Quatsch mit Sauce

6 02 2009

So oft isst man ja nicht auf Firmenkosten, aber wenn mich Miehlke von der Agentur Partner Partner Friends & Partner einlädt, kann ich nicht ablehnen. Vorausgesetzt, ich habe die Wahl der Örtlichkeit. Und so musste ich mich diesmal wohl oder übel beugen, als Miehlke einen neuen Fresstempel in der Nobel-Preisklasse vorschlug. Mir schwante Schlimmes. Und wahrlich, es sollte noch schlimmer kommen.

Miehlke und ich, wir saßen vor dem Menü und suchten nach Präpositionen, um das Grauen anschaulich zu beschreiben. Ein Potpourri der Scheußlichkeiten im Dialog mit schlechtem Geschmack, hochgequirlt zu einem Crescendo von semantischem Vakuum an blassem Wasserdampf.

Eine schlechte Speisekarte ist wie der Gang zur Wahlurne. Vorher klingt noch alles vollmundig und grandios. Güldene Landschaften, blühende Berge werden dem Gast versprochen. Hinterher will’s dann keiner gewesen sein. Traurig weinen welke Strünke vom Teller, der Koch aber sagt: Wahl-Versprechen? Ich habe mich nicht versprochen. Da haben sich bloß alle verhört.

Weil wir die Speisekarte nicht verstehen. Diese Auslage zu lesen ist eine Kunstform für sich und hat mit der deutschen Sprache nur noch ganz am Tellerrand zu tun. Es klingt wie Eischnee, besteht zum überwiegenden Teil aus heißer Luft und sackt in sich zusammen, wenn man den Löffel falsch ansetzt. Der Gast ist der Dumme, und ein jüngstes Gericht folgt dem anderen.

So auch hier. Der Oberstkellner, ein schlecht gekämmter Haltungsschaden in Schürze mit einem Quartalslohn, der unserer Zeche knapp entsprach, empfahl uns arrogant die Tranche vom US-Filet mit Essiggemüse und Kartoffel-Baumkuchen. Wie ungünstig, nebenan wurde just eine dünne Scheibe toter Kuh mit Kürbiswürfeln und einem Klecks Püree aufgetischt. Wir dankten. Was nun der Menü-Majestät weder Umstand noch Beine machte: der Kunde ist König, aber regieren tut der Domestik.

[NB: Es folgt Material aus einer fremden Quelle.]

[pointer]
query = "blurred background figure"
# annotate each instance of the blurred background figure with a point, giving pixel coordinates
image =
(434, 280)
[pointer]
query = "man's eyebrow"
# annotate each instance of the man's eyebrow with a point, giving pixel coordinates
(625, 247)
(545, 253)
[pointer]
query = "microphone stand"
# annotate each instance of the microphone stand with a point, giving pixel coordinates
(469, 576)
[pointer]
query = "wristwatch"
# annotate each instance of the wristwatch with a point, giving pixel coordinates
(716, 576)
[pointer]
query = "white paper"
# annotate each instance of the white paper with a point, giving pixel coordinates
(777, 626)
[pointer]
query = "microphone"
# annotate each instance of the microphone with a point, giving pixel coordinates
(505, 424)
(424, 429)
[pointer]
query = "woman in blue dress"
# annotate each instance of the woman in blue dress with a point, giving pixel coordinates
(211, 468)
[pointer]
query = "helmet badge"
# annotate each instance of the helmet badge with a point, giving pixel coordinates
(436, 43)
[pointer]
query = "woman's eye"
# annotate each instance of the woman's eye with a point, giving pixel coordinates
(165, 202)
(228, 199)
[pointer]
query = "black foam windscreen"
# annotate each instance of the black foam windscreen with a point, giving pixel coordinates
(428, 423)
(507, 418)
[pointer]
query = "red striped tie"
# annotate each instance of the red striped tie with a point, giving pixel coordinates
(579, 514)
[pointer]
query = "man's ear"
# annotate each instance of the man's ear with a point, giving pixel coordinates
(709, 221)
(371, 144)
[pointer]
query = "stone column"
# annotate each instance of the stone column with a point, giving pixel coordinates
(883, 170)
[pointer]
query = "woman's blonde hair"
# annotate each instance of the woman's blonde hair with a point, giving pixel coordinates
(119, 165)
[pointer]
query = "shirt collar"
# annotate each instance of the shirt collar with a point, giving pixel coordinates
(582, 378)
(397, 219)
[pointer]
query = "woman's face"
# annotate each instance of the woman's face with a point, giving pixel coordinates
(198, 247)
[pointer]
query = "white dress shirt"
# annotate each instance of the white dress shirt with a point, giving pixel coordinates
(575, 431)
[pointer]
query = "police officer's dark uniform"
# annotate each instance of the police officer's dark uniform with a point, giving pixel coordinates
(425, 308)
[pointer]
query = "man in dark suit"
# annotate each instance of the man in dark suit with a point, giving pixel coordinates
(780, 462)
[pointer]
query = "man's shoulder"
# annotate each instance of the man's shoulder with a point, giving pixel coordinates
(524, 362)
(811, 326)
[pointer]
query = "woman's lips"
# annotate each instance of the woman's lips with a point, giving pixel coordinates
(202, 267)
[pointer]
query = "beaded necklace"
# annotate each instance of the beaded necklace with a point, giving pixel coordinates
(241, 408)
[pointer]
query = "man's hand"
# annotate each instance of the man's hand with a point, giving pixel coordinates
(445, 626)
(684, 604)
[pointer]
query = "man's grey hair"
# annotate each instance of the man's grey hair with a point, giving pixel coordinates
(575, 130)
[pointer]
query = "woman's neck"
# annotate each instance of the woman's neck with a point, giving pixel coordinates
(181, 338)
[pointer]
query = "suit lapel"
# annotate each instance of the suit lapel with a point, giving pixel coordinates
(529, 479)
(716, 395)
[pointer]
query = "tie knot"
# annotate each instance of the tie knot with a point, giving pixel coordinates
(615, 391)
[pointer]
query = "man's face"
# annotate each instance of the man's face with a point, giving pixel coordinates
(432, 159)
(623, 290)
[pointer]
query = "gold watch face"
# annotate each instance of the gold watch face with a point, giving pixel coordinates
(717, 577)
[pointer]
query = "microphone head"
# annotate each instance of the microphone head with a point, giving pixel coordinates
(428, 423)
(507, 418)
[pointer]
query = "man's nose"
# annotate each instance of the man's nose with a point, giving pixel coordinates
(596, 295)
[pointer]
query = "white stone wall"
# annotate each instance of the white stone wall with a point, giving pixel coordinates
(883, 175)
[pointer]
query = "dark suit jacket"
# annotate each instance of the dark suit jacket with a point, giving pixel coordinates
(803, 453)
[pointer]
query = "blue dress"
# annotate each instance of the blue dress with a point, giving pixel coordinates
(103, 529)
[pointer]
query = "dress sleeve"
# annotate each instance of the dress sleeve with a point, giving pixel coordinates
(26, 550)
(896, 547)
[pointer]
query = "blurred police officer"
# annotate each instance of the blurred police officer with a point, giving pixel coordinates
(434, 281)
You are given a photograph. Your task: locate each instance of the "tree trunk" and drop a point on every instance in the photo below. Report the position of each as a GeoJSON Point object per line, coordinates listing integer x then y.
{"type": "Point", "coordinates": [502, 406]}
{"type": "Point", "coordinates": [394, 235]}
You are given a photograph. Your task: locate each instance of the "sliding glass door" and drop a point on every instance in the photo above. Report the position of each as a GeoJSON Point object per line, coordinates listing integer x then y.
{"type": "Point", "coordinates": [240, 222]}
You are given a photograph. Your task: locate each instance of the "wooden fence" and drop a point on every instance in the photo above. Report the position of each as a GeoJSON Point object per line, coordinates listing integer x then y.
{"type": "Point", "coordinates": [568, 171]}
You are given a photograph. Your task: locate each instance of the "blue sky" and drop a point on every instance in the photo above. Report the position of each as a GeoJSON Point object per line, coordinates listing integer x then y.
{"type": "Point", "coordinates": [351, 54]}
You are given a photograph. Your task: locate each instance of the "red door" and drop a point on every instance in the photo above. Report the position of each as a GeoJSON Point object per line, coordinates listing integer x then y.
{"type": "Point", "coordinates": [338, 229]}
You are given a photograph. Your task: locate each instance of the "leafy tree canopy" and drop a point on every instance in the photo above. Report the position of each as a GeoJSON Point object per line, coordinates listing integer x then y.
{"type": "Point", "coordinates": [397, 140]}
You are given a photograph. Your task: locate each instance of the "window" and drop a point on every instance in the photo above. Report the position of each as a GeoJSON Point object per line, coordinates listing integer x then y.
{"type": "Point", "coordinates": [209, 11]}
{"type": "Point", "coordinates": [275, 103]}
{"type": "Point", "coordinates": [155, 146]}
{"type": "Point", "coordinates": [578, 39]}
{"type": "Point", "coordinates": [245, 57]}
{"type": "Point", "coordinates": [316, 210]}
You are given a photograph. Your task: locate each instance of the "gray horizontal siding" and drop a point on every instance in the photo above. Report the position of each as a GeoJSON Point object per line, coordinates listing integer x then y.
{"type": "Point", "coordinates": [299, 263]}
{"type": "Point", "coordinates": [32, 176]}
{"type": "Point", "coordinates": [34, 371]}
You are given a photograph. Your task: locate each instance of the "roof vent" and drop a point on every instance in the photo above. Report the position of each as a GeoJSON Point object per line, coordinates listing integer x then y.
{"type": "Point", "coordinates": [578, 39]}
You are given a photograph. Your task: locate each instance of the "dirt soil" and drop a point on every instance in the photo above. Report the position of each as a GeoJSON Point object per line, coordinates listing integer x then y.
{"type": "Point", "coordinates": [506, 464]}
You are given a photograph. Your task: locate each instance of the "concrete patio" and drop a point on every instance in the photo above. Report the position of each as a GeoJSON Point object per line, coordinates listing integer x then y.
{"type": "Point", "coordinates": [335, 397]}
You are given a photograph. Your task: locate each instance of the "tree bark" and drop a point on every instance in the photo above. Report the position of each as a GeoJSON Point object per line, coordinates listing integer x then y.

Nichts gegen die gehobene Gastronomie. Nichts gegen den Kellner, der bei der Bestellung ganz unbeteiligt in die Gegend blickt und leise sagt: „Wir hätten da einen Zander auf der Karte. Allerdings erst morgen.“ Und irgendwie schafft es der Fisch dann auch auf den Tisch. Was an den Nerven sägt, ist dies „Dings an…“ und „Bums von…“ bis zum Unerträglichen und weiter. „Dialog von…“ – rhabarbert da der Spargel dem Spinat einen Blumenkohl an die Rübe? Igitt. Ich rede doch auch nicht mit vollem Mund.

Es geht damit los, dass man einfachste Zutaten bis zur Unkenntlichkeit entstellt. Ein klarer Verstoß gegen Vermummungs- und Verdummungsverbot. Die Bratkartoffeln sind inzwischen durch die Bank Pommes risolées und jedwede Bohne heißt Kenia mit Vornamen. Den Unterschied zwischen Karotte ist Möhre längst erfolgreich verdrängt. Alles Quatsch mit dünner Sauce.

Da wird tomatisiert und rosmariniert, was der Pfefferstreuer hergibt (der ganz nebenbei auf den Sondermüll gehört oder noch besser gleich in die Umlaufbahn). Maggi am Salat? Nennen Sie’s halt Imaginationen von Grünzeug. Welche Tricks lassen sich Kindertellerhersteller für ihre unverbrüchlichen Schnitzel mit Erbsen und Wurzeln noch einfallen? Jungmastsauenschnitte mit grünem Hülsengemüse und blanchierten Wilddoldensprossen an tomatisiertem Invertzuckersirup?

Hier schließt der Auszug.